Prints 1 forever. Explanation:

A     main function
W    forever
P   print char
'1 char '1'


Try it online!

# Fission 2, 2 bytes

R"


Try it online!

Same concept as the Befunge answer. An atom is spawned at the R, and moves right. It reaches the " and enters string mode, wraps to the beginning of the line and prints an R, then exits string mode and wraps again.

Outside of string mode, R simply changes the atom's direction to right, which is the direction it's already moving in.

+1
W,+1,O


Prints 1 Followed by a newline for ever.

Try it online!

# AHK, 11 bytes

Loop
Send,a


Pretty boring but couldn't find an AHK answer in here and thought it worthy of submission.

# Bitwise, 19 bytes

OUT 0 &1
JMP &-2 &1


Prints a load of null bytes. Try it online!

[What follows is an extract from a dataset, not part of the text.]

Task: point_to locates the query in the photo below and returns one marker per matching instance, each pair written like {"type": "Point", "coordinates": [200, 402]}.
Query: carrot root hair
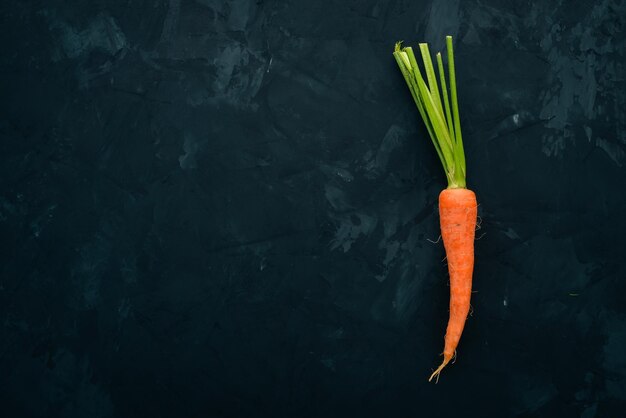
{"type": "Point", "coordinates": [436, 373]}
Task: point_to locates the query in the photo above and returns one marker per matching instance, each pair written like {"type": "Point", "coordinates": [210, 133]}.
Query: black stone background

OUT 0 &1 prints the 0th register when a literal 1 is truthy. JMP &-2 &1 jumps back two (one) lines when a literal 1 is truthy.

## Evil, 4 bytes

Continuously prints the Start of Heading character:

amwb


If NUL is allowed you could do mwb.

An alternative, that goes through the ASCII characters, would be:

mawb


Quick explanation of commands:

• m = marking character;
• a = increment accumulator;
• w = write accumulator to STDOUT;
• b = go backwards to marking character and continue execution from there.

# J-uby, 11 Bytes

-:p|:+&1!~0


Explanation

!~ is iterate until constant: x = f(x) until x == f(x)

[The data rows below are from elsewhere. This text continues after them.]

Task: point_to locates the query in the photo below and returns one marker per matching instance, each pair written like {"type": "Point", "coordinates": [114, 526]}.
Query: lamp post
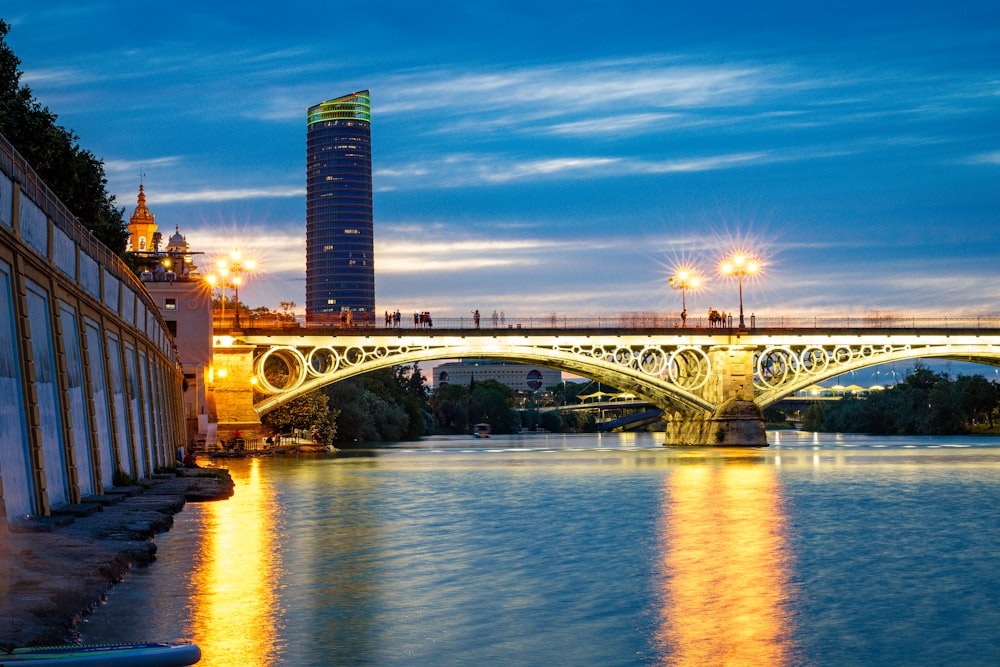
{"type": "Point", "coordinates": [684, 281]}
{"type": "Point", "coordinates": [740, 265]}
{"type": "Point", "coordinates": [212, 279]}
{"type": "Point", "coordinates": [231, 269]}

-:p is the global print function, and :+&1 increments a number

So -:p|:+&1 prints a number and returns the next integer

We start at 0

# VBA, 18 Bytes

Anonymous VBE immediate window that outputs an infinite quantity of newline characters vbCrLf to the VBE immediate window

Do:DoEvents:?:Loop


# VBScript, 23 characters

Do:Wscript.Echo"C":Loop


Needs to be run with cscript.exe for command-line output. If run with wscript.exe (default action), it opens infinite dialog boxes.

Also, here's a shorter (17 character) version which opens boxes regardless of whether it's running using cscript.exe or wscript.exe.

Do:MsgBox"C":Loop


However I'm not sure if that counts too, as it doesn't print anything and just opens dialog boxes indefinetely.